Indice
- Introduzione
- Cosa sono le acque reflue e la loro microbiologia
- Microbiologia delle acque reflue: composizione microbica
- Microbiologia delle acque reflue nei processi biologici
- Parametri microbiologici di controllo
- Importanza ecologica nella microbiologia delle acque reflue
- Criticità e prospettive future
- Conclusioni
- Crediti immagini
- Riferimenti bibliografici essenziali
Le acque reflue rappresentano un sistema complesso in cui si intrecciano aspetti chimici, biologici ed ecologici. Esse derivano da attività domestiche, urbane, industriali e zootecniche e contengono una miscela eterogenea di sostanze organiche e inorganiche, solidi sospesi e microrganismi.

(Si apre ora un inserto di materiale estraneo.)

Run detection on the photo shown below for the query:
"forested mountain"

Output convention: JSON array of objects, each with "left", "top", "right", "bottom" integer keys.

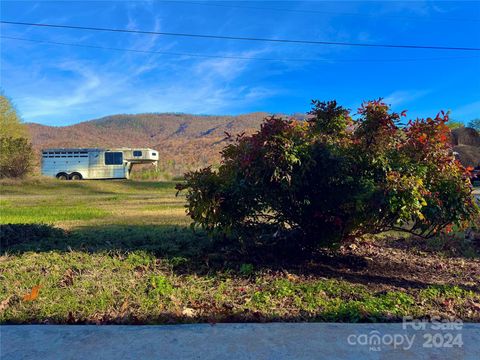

Dal punto di vista microbiologico, le acque reflue costituiscono un ambiente eutrofico ad alta densità biologica, caratterizzato da intensa attività metabolica e da rapide variazioni delle condizioni ambientali. In assenza di trattamento, lo scarico nei corpi idrici naturali provoca consumo di ossigeno disciolto, formazione di condizioni anossiche e produzione di composti ridotti come ammoniaca, idrogeno solforato e metano.
La microbiologia gioca quindi un ruolo centrale nei processi di depurazione, in quanto i microrganismi sono responsabili della trasformazione della materia organica in composti più semplici e meno impattanti.
Cosa sono le acque reflue e la loro microbiologia
La microbiologia delle acque reflue studia la composizione e il ruolo dei microrganismi presenti nei reflui domestici, urbani e industriali. Questi microrganismi sono fondamentali nei processi di degradazione della materia organica e rappresentano un elemento chiave negli impianti di depurazione.
- Acque reflue domestiche, provenienti da abitazioni e servizi igienici, ricche di sostanze organiche biodegradabili, detergenti e microrganismi.
- Acque reflue urbane, che includono scarichi domestici mescolati ad acque meteoriche e, talvolta, reflui industriali.
- Acque reflue industriali, con composizione variabile e spesso contenenti sostanze tossiche o difficilmente degradabili, come metalli pesanti e composti organici complessi.
La composizione di queste acque è estremamente variabile e dipende dalla fonte, dal tempo di permanenza e dalle condizioni ambientali.
Microbiologia delle acque reflue: composizione microbica
La microbiologia delle acque reflue comprende una comunità eterogenea di organismi che interagiscono tra loro attraverso relazioni ecologiche complesse. La struttura di queste comunità dipende da fattori abiotici come temperatura, pH e ossigeno disciolto, ma anche da fattori biotici come competizione e cooperazione.Inoltre, i microrganismi partecipano attivamente ai cicli biogeochimici del carbonio, dell’azoto e dello zolfo, contribuendo alla trasformazione della materia organica.
Batteri aerobici e anaerobici nelle acque reflue
I batteri costituiscono la componente dominante della microbiota delle acque reflue. I batteri aerobici utilizzano l’ossigeno come accettore finale di elettroni e sono responsabili della degradazione della materia organica nei sistemi ossigenati.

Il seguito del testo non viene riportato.